The interesting part of trading yesterday was the Chinese media outlets. News agencies had several articles out yesterday that ‘soothed investors’ concerns’. So my concerns about a disorderly sell-off may be misplaced if that is to continue. I think it’s something to watch.
The PBoC remains silent on cuts. Normally in the lead up to a move there are rumours and/or talk the big five are preparing for a move. However, there are currently no signs of this happening. Coupled with that, the CICC now believes the easing cycle is over from the PBoC.
Grexit – the more you read into the detail of the proposed deal, the more you can’t believe it. Yes, the IMF will be paid by Tuesday but there is no long-term, sustainable funding line here.

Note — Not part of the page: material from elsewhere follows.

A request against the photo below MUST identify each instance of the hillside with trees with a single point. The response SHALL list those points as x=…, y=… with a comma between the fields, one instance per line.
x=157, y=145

Europe clearly doesn’t want to test its so-called ‘firewalls’ to peripheral contagion and an agreement by no means guarantees Greece’s long term future in the European Monetary Union. It will, however, postpone the risk.
The ‘proposal’: A two-year €7.9 billion fiscal adjustment, involving €2.7 billion in the coming year before a ramp up to €5.2 billion in 16/17.
How will this happen? ‘Tax collection’ – Athens is proposing it will raise €7.9 billion through the new tax changes. Growth is still expected to bounce to 3%.
The SYRIZA party came to power arguing that these kind of measures were the reason for Greece’s financial trouble and had doomed the country into a low growth environment. It was suggested yesterday that between 10 to 40 SYRIZA MPs may dissent when the proposal is voted on in the Greek Parliament. That has since been revised to the upper end of that range. The further 12 MPs from a junior coalition partner are also likely to walk. SYRIZA has only an 11 seat minority, meaning the ‘done deal’ has a long way to go.
Even if the deal does get through, the issue falls back to the main stream of revenue – tax collection. No Greek government thus far has been able to propose new tax laws and then fully collect on them.
A ‘done deal’ for Tuesday maybe – but this isn’t a real long-term deal for Greece.
Come August, the next major round of debt repayments are due and a new deal will be needed.
Ahead of the Australian open
We are currently calling the ASX dead flat at 5683. The general market moves have been as expected – to the upside. However, it’s the confession season that is starting to really catch my attention.
Since 1 June, 14 majors have downgraded their earnings for FY15. All have been promptly punished.
The theme of the downgrades has been costs and competition but I see a bigger issue, in that top-line growth is non-existent. This is something I have seen coming for the last two years as the bottom-line growth has come from cost cutting and halting CAPEX. CEOs need to get inventive to stimulate this area.